We have reduced the shoulder tap and the “call a friend” for support, (shadow IT) and created a single point of contact (SPOC) to provide service to our end users. We have separated our incidents from our requests and continue to grow our Service Catalog by building workflows to reduce emails and manual processes. Our workflow assigns requests to the IT support group who fulfills the request bypassing our Service Desk, which expedites the resolution time. We also produce metric dashboards for our go live implementations so our team can see the impact of roll outs and adapt.
On every project or change there are always lessons learned. Here are a few that resulted from this implementation:
• Obtain the right people in advance, include more decision makers and use the focus groups and end users to your advantage, don’t work in a bubble.
• Network with your peers in your industry to hear about their success and lessons learned. Do your research and work with best practices.
• Gather and document requirements and stay as much as possible with “Out of the Box” workflows. Configure always over customization.

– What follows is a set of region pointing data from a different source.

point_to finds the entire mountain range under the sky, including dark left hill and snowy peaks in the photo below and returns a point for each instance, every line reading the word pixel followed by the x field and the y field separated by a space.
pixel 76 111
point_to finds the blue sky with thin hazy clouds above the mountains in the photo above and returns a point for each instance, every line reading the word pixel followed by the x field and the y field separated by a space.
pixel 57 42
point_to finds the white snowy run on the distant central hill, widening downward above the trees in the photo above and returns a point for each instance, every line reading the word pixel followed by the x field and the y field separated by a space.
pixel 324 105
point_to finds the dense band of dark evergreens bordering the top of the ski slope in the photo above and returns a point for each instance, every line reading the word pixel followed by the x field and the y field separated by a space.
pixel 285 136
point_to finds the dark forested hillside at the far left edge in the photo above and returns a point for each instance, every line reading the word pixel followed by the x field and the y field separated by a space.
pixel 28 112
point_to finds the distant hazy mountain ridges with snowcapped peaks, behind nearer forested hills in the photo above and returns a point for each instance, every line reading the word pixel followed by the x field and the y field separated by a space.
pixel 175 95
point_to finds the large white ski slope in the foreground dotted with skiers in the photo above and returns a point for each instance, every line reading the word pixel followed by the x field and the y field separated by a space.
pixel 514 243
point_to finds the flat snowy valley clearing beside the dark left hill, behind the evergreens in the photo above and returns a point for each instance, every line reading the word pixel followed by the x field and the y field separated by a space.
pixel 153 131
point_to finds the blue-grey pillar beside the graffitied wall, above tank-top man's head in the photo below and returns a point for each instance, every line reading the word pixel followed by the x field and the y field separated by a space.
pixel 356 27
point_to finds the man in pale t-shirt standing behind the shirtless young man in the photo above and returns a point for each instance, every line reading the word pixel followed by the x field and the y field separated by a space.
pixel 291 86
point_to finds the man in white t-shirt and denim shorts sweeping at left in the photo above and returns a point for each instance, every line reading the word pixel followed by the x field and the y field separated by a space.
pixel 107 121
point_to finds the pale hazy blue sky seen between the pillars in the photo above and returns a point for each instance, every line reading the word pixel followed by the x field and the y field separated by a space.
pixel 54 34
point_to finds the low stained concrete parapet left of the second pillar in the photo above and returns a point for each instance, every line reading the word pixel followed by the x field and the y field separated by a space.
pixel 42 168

• Out of the Box solutions may not always work for your organization so adapt as best as possible.
• Find the correct balance between your current process and how the tool works. Be willing to make process changes to take advantage of the tool.
We are proud to say that one year after we implemented our ITSM tool, we can answer “YES” to 6 out of the 7 questions, and we continue to grow in delivering IT services. The one question we are still working on is about predefined service levels.
For any transformation attempt, key focus must be placed on communication and organizational change. As we continue to move forward in our journey, we continue to learn many valuable lessons and have adapted to the needs of our organization. We continue to grow the tool and implement additional ITIL processes to increase our maturity in delivering superior customer service and support.